けれど、この男の理は――どこまでも自由で、美しかった。
「あなたの理、五行のどれでもない。
でも……綺麗」
「ははっ、嬉しいねぇ。
俺の理は“風の理”だって言われたこともある。
けどそんなもん、名前をつけた途端に弱くなんだ」
「……理に、名前を?」
「おう。
名前は枠だ。
枠を作った時点で、流れは止まる。
だから俺は、名も理も、いらねぇ」
ナナシは腰の刀に手を添えた。
鞘には傷ひとつないが、異様な静けさをまとっている。
「見てみろ」
その瞬間――風が動いた。
木々が鳴り、空気が裂ける。
ひかりの頬を切るほど鋭い風が走り抜けた。
次の瞬間、目の前の枯れ枝が音もなく断たれていた。
切り口は鏡のように滑らか。
「これが“風斬り”。
理を形にせず、ただ流れを乗せる」
「……見えなかった……!」
「見せるもんじゃねぇ。感じるもんだ」
ナナシは笑った。
だがその笑みには、どこか寂しさが混じっていた。
「なぁ、嬢ちゃん。
理を学びたいなら、形にすがるな。
“理”はな、斬るもんじゃなくて――一緒に流すもんだ」
ひかりはその言葉を胸に刻むように、静かに頷いた。
その瞬間、心の奥で何かが解ける音がした。
「……ナナシさん、ありがとう」
「礼はいらねぇよ。
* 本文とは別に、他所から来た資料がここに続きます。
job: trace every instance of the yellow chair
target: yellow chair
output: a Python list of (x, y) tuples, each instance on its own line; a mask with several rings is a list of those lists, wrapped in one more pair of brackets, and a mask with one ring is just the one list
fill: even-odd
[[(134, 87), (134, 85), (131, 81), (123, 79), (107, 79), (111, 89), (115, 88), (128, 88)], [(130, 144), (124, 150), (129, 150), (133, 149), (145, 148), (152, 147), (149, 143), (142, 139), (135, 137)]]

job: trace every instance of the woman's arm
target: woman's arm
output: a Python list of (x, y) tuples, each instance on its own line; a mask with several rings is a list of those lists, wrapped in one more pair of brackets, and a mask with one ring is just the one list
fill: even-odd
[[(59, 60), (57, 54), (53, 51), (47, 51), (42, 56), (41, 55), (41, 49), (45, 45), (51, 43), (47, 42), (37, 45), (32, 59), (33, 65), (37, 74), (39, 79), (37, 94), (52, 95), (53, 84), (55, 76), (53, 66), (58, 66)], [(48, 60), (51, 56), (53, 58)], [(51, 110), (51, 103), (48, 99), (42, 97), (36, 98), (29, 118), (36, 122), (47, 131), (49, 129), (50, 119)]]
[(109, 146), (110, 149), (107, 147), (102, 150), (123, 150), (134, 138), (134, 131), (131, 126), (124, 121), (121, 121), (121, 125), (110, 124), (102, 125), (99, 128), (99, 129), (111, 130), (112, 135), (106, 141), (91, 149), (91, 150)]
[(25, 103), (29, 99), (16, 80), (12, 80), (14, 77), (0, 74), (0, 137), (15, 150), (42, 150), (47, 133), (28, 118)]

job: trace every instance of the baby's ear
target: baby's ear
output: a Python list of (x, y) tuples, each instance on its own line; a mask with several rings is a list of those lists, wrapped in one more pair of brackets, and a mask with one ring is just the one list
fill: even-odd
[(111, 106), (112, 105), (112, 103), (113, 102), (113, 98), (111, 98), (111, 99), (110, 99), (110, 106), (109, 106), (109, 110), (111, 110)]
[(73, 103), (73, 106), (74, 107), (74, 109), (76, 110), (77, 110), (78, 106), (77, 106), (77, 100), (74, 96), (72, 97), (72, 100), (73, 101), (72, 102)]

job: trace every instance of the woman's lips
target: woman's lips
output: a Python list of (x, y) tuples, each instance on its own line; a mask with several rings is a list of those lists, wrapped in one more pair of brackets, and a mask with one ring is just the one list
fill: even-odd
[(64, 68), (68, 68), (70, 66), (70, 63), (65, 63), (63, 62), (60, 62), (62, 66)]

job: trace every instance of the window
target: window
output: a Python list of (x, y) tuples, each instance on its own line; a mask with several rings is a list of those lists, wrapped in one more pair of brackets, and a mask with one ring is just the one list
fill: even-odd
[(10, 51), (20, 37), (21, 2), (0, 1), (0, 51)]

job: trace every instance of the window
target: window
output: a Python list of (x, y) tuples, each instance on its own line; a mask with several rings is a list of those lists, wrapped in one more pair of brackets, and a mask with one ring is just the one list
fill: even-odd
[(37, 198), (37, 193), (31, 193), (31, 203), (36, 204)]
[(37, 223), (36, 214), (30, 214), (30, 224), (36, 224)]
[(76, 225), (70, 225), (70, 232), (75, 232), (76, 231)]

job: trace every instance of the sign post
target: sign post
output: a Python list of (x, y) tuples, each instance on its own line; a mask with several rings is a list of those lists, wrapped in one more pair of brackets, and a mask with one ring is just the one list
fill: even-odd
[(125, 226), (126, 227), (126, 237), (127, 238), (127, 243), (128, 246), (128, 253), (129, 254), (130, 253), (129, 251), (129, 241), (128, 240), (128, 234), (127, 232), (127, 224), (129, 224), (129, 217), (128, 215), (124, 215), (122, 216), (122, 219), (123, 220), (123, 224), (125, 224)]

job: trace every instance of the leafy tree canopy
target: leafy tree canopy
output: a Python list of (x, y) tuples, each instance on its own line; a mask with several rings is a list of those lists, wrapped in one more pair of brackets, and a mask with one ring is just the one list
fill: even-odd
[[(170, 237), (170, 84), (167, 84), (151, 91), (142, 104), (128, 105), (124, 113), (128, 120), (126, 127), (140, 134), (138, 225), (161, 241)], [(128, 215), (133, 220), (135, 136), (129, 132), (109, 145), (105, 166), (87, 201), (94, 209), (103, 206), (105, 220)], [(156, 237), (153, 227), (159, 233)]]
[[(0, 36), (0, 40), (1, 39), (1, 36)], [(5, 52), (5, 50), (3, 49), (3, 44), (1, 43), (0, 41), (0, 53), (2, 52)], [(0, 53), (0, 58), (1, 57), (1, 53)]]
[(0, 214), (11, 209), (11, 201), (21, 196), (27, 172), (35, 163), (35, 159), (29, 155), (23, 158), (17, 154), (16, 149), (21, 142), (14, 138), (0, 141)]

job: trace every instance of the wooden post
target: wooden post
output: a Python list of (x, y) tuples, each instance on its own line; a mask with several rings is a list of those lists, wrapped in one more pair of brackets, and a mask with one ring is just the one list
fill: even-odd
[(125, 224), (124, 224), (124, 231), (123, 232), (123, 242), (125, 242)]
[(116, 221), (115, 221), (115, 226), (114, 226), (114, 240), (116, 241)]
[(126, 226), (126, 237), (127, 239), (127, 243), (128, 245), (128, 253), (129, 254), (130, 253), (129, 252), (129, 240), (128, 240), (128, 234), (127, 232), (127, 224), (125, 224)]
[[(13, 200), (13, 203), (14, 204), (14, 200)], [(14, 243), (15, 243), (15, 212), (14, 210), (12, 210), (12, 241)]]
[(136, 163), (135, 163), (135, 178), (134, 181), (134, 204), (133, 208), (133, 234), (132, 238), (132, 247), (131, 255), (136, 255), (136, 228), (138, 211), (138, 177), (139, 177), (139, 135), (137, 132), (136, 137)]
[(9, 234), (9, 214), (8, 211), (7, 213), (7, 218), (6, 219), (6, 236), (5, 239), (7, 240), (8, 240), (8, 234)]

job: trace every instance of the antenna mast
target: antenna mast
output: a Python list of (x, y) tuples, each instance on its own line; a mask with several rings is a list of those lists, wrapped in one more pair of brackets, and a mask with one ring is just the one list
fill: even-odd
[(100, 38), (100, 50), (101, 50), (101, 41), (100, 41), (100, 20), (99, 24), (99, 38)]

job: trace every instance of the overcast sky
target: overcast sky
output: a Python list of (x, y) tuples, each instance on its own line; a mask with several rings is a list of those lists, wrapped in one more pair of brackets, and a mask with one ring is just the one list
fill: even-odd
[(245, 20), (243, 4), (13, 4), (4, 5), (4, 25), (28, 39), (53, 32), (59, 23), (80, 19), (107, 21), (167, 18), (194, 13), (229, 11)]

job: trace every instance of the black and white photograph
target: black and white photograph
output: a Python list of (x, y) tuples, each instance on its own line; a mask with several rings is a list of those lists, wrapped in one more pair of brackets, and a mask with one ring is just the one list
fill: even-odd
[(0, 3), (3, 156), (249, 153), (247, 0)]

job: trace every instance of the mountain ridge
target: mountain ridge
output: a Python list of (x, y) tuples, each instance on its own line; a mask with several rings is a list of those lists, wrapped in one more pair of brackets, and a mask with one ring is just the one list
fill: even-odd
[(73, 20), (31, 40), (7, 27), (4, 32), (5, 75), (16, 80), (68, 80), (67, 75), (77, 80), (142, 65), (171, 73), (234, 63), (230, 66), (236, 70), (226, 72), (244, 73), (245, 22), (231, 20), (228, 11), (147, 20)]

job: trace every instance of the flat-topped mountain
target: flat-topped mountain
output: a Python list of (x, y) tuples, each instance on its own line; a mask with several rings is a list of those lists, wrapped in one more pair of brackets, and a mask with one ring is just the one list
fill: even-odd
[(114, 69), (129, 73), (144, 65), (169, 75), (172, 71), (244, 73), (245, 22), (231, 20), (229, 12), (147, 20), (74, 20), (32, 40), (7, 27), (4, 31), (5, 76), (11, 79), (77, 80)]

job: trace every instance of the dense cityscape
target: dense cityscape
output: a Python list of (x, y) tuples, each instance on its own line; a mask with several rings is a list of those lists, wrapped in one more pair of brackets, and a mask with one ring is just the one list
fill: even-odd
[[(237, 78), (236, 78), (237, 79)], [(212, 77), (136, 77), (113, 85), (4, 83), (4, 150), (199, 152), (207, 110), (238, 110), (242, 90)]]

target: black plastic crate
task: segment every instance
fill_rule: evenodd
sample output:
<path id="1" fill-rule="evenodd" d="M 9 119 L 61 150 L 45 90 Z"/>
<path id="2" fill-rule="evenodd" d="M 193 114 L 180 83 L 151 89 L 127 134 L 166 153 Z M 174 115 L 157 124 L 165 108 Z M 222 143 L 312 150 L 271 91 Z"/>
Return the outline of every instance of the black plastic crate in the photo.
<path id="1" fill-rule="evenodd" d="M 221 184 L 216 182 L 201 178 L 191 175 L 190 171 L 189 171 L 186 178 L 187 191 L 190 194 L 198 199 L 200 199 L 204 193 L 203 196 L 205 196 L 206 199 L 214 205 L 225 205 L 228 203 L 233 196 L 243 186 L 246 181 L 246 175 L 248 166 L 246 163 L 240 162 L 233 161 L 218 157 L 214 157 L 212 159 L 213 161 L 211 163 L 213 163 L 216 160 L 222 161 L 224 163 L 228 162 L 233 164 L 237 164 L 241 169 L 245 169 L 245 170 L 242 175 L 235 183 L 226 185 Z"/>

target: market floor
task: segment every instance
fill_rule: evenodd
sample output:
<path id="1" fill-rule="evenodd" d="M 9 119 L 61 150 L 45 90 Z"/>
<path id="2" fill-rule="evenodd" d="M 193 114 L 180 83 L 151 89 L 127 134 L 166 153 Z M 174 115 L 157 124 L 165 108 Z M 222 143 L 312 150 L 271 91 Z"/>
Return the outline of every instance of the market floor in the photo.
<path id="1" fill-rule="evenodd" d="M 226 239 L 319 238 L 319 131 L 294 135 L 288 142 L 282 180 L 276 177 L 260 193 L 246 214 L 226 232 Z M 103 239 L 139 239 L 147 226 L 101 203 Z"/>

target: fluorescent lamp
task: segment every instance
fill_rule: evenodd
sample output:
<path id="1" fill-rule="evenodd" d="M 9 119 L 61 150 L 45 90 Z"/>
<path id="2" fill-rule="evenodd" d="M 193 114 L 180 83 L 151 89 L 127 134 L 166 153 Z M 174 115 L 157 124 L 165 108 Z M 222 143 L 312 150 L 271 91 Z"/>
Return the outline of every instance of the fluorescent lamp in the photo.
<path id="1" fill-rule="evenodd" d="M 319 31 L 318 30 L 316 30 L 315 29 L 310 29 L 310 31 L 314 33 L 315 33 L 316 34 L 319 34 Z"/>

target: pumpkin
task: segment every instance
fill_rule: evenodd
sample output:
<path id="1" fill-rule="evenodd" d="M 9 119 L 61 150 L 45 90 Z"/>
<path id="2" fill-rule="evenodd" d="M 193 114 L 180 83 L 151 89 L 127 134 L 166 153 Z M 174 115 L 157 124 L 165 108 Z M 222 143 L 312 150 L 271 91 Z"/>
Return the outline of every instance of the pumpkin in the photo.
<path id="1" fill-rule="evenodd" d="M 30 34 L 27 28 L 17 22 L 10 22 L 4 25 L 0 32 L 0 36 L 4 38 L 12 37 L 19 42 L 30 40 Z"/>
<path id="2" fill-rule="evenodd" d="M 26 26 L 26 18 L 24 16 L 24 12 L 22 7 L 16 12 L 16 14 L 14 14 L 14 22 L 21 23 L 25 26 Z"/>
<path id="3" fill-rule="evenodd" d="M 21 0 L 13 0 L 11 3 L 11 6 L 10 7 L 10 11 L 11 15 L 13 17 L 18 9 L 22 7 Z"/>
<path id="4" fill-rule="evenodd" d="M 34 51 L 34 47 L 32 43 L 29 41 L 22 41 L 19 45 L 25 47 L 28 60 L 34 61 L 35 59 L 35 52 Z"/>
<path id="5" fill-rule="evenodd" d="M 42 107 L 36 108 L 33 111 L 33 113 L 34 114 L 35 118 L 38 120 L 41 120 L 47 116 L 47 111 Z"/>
風は気まぐれだ。
お前が感じたんなら、それで十分だ」
そう言うと、ナナシはふっと身を翻した。
風が舞い上がり、木々の間を抜けていく。
「どこへ行くんですか?」
「どこでも。風が呼ぶほうへ」
軽い足取りで森の奥へ消えていく。
足音も残さず、まるで最初から存在しなかったかのように。
ただ――風だけが、彼の理を語っていた。
残されたひかりは、しばらくその場に立ち尽くした。
風が木々を撫でる音が、まだ耳に残っている。
「……風の理、か」
腰の木刀〈樹〉にそっと触れる。
樹々のざわめきが、応えるように揺れた。
風が、葉の隙間を抜ける。
まるで彼女の中の何かを確かめるように。
――理は、縛るものではなく、流れるもの。
ひかりは静かに目を閉じた。
木刀の中に、わずかな気の流れを感じ取る。
それはまだ拙い、けれど確かに“理”の声だった。
「……少し、分かった気がする」
小さく呟き、ひかりは山道を歩き出す。
足元の露が陽光を受け、きらりと光った。
その風は、柔らかく背を押す。
まるでナナシが見送っているかのように。
やがて森を抜けた先、空が広がる。
遠く、河南の町並みが霞んで見えた。
旅はまだ始まったばかり。
だが――ひかりの中の理は、確かに動き始めていた。